Мы взяли напрокат какой-то тощий “Хёндай”, поселились в совершенно пустом отеле возле пристани города Патрас, знаменитой тем, что именно отсюда стартует итальянская линия паромного сообщения с Венецией, и день за днем колесили по горным серпантинам Пелопоннеса между Аргосом, Нафплионом, Микенами, Триполи, Монемвасией, Спартой… Или нет, до Спарты мы, по-моему, тогда так и не доехали…
Гвоздем программы должна была стать Древняя Олимпия. Я заранее придумал, что пробежим по Стадиону. Ну вот, пробежали.
— Поехали, папа. Чё здесь еще делать? Камни, камни. Тут все развалилось.
Лёва был, как всегда, радикален и безжалостен. Да, развалилось. А ты чего бы хотел, дитя мое?
Следующим в программе был храм Аполлона Эпикурейского: знающие люди говорили, что это наиболее полный и целый, совершенно комплектный, лучше всего сохранившийся античный храм во всей Греции. Да и название у него такое, что невозможно к нему не свернуть.
На выезде из Олимпии на дороге лежал туман. Собственно, не туман, а вот это вот удивительное метеорологическое явление, с которым мы имели здесь дело каждый день. Вы едете по тесной горной дороге, вообще без бордюра или какого-нибудь ограждения по краю стометрового обрыва с одной стороны и без малейшей обочины вдоль отвесной скальной стенки с другой, — и видите, что перед вами прямо на асфальте лежит туча. Она темно-серая, и у нее абсолютно четкий, плотный ватный край. Можете подойти к туче и сунуть в нее руку. Можете подъехать и встать так, чтобы на багажник вам светило солнце, а капот был погружен в этот мутный кисель, висящий в воздухе.
Когда мы углубились в тучу метров на десять и стало не видно вообще ничего, я остановился.

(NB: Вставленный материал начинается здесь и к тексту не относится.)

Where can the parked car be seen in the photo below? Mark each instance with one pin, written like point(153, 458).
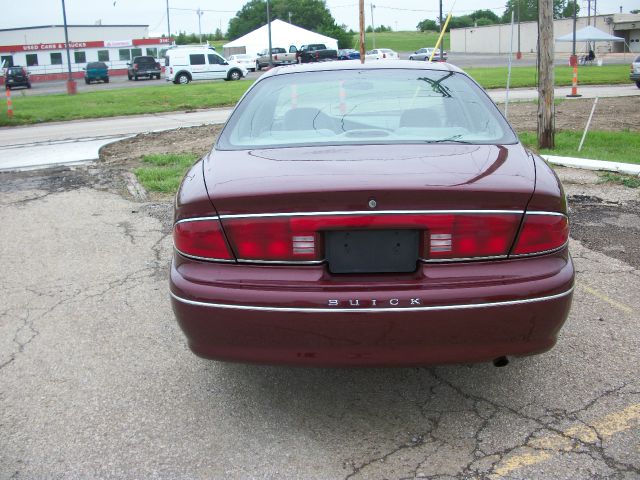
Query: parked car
point(348, 54)
point(634, 75)
point(381, 54)
point(246, 60)
point(16, 76)
point(279, 56)
point(335, 224)
point(184, 64)
point(425, 53)
point(316, 52)
point(143, 66)
point(96, 72)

— Твоя очередь, — сказал Петя с заднего сиденья, и Лёва покорно вылез из машины.
Мы этот номер уже идеально отрепетировали: теперь Лёва шел впереди, широко распахнув полы куртки, чтобы мне было лучше видно, а я ехал в трех метрах за ним, ориентируясь на оранжевое пятно его спины. Туча, не могла продолжаться больше километра-двух — а за ней опять ждали хрустальной прозрачности горные виды до противоположного края просторной долины.
Метров через сто Лёва остановился и гулко постучал кулаками в стальную лакированную стену с блестящими заклепками, которая выросла перед ним.
— Опять эти, — сказал Петя. — Вообще-то мы их обогнали часа три назад.
— Вообще-то мы их сегодня опять раза три обгоняли в разное время. И еще будем обгонять — до самого вечера. Ты же знаешь.
Это был гигантский темно-синий мерседесовский автобус с черными тонированными стеклами и багровой надписью Mykolinea по борту. В первый раз мы его встретили дня три назад, в патрасском порту, где он выгружался с венецианского парома. С тех пор он попадался нам снова и снова на пустых серпантинах по всему Пелопоннесу. Не запомнить его было невозможно, потому что попытки обогнать такую махину на однорядном шоссе над обрывом всегда оборачивались захватывающим дух аттракционом: рано или поздно этот рискованный маневр мне удавался, но иногда бывало очень страшно. Тем не менее через некоторое время я опять видел четырехметровую тяжелую корму “Мерседеса” валко вписывающейся в повороты перед нами. Или далеко внизу, на шоссе, вьющемся вдоль противоположной стены ущелья. Или высоко вверху, на перевале, к которому нам еще предстояло добраться. Мы обгоняли его еще раз, но он опять непостижимым образом оказывался впереди.